La situazione più semplice riguarda chi ha un reddito annuo fino a circa 15.000 euro. In questo caso, il trattamento integrativo può spettare per intero, purché siano rispettate le condizioni previste.
Per chi ha un reddito compreso tra 15.000 e 28.000 euro, invece, la situazione è più complessa. Il bonus non è automatico e dipende dal calcolo delle detrazioni fiscali. In questa fascia è più facile commettere errori o ricevere importi non corretti.
Oltre i 28.000 euro di reddito, invece, il bonus non spetta.
Questa distinzione è fondamentale perché molte persone scoprono solo con la dichiarazione dei redditi che l’importo ricevuto non era quello giusto.
Uno degli aspetti meno conosciuti è che il bonus viene calcolato in modo “provvisorio” durante l’anno. Il datore di lavoro si basa su una stima del reddito, ma se nel corso dei mesi cambiano le condizioni, anche il diritto al bonus può cambiare.
Ad esempio, chi cambia lavoro, ha più datori di lavoro o percepisce altri redditi può trovarsi con un importo diverso da quello previsto. In alcuni casi si rischia di ricevere meno del dovuto, in altri si potrebbe dover restituire una parte del bonus.
Ci sono alcuni casi in cui è particolarmente importante verificare i dati.
Quando si hanno più contratti nello stesso anno, oppure quando si percepiscono redditi aggiuntivi oltre allo stipendio, il rischio di errori aumenta. Anche chi ha iniziato o terminato un lavoro durante l’anno dovrebbe prestare attenzione.
Un altro segnale da non sottovalutare è la presenza di importi irregolari in busta paga, oppure il fatto di aver ricevuto il bonus solo per alcuni mesi.
In tutte queste situazioni è consigliabile controllare con attenzione la documentazione fiscale.
Per capire se il bonus è stato riconosciuto correttamente, è importante analizzare alcuni documenti.
Le buste paga permettono di vedere cosa è stato erogato mese per mese. La Certificazione Unica (CU) riassume i dati annuali e consente un primo confronto.
La dichiarazione dei redditi, invece, rappresenta il momento definitivo in cui viene verificato il diritto al bonus.
È proprio in questa fase che possono emergere eventuali differenze, sia a favore che a sfavore del contribuente.
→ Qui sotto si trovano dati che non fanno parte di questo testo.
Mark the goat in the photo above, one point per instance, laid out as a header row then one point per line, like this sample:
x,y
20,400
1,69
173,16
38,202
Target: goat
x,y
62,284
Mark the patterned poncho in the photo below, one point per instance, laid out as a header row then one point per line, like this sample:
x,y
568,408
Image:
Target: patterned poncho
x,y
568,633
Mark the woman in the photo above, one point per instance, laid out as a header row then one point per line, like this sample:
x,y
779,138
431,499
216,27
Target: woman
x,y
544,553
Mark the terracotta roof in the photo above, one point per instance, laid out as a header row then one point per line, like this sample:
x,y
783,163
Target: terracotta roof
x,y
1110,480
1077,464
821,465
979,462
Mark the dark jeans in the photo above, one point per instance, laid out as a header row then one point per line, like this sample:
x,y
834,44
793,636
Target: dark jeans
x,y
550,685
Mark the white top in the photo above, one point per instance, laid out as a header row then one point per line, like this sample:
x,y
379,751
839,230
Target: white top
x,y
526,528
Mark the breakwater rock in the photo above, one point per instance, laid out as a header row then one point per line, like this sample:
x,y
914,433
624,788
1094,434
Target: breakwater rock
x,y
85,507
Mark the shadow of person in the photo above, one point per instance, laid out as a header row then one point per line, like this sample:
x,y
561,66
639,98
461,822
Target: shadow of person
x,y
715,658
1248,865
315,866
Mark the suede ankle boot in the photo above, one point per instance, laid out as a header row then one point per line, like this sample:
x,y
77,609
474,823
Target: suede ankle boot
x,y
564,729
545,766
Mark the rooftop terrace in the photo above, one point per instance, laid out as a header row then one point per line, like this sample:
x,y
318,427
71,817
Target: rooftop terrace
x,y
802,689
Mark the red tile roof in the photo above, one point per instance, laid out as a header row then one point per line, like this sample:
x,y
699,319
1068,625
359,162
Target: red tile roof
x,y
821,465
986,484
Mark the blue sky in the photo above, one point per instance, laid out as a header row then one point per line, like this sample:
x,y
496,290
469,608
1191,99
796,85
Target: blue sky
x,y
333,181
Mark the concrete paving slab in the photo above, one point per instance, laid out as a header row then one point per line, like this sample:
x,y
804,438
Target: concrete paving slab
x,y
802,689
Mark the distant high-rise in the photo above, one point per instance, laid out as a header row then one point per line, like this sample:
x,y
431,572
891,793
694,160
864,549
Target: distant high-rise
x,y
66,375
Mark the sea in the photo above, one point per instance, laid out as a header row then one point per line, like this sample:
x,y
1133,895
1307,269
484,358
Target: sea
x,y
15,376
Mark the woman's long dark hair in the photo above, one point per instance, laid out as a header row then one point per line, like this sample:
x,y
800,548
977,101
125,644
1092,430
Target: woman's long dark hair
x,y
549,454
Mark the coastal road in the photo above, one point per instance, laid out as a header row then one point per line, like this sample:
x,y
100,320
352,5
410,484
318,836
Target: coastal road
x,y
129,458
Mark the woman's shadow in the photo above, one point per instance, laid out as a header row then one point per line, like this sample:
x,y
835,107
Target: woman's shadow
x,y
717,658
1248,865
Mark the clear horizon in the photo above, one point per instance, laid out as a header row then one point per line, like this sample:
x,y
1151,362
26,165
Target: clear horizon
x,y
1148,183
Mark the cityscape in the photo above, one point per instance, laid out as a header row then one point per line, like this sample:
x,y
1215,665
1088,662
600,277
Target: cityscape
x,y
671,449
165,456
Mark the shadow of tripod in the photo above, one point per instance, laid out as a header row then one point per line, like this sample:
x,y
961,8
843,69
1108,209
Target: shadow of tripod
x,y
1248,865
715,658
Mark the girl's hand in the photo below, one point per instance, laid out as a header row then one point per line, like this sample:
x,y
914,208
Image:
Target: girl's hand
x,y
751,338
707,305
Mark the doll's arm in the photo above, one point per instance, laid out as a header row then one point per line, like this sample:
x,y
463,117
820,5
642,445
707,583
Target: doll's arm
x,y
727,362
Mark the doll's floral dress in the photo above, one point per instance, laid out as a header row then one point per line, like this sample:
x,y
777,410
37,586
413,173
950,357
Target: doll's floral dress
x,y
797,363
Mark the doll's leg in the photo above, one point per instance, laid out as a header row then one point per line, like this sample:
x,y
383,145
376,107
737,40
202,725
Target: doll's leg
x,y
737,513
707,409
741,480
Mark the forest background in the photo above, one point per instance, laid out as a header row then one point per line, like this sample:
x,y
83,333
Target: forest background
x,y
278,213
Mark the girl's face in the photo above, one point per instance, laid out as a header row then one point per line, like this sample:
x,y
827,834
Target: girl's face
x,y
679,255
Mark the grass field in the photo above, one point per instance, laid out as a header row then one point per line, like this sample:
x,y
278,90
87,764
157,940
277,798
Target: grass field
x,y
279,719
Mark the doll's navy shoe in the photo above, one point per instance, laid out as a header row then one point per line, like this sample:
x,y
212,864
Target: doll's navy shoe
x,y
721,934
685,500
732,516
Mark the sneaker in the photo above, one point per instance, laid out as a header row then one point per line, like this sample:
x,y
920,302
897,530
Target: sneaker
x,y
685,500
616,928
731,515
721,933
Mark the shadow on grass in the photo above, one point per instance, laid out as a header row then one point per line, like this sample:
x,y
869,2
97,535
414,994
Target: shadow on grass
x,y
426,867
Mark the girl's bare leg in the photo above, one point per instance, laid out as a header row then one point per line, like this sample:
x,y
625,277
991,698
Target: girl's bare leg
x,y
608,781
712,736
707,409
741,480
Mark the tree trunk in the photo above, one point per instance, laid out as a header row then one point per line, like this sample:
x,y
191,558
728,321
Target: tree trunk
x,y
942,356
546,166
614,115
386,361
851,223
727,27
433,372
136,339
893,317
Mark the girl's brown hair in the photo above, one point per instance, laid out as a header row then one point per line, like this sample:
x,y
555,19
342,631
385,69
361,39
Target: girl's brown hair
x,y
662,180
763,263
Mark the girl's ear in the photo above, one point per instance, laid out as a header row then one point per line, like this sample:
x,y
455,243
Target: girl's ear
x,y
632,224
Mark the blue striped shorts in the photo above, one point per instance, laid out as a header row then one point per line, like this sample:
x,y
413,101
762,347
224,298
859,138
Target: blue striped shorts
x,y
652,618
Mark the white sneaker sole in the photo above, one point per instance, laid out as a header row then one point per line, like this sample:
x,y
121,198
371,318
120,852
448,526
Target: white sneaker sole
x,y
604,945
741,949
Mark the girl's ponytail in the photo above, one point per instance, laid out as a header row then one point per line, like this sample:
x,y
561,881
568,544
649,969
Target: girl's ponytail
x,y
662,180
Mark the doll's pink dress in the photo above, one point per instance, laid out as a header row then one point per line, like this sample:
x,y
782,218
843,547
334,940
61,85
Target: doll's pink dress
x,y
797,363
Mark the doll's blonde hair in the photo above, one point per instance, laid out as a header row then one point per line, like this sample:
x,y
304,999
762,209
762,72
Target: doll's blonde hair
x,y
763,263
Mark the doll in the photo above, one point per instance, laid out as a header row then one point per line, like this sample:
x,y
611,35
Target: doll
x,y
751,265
Nel caso in cui il trattamento integrativo non sia stato erogato, ma spetti, è possibile recuperarlo.
Questo avviene attraverso la dichiarazione dei redditi, utilizzando il modello 730 o il modello Redditi. Allo stesso modo, se è stato riconosciuto in misura maggiore rispetto al dovuto, può essere richiesto un conguaglio.
Per questo motivo è importante non sottovalutare i controlli, soprattutto quando la situazione lavorativa è cambiata nel corso dell’anno.
Un errore comune è confondere il trattamento integrativo con altre agevolazioni che incidono sulla busta paga.
Negli ultimi anni sono state introdotte diverse misure fiscali, come il taglio del cuneo fiscale, che possono aumentare lo stipendio netto.
Non sempre, quindi, un aumento in busta paga è legato al bonus Renzi. Per capire davvero cosa si sta ricevendo, è necessario leggere con attenzione i dettagli presenti nei documenti fiscali.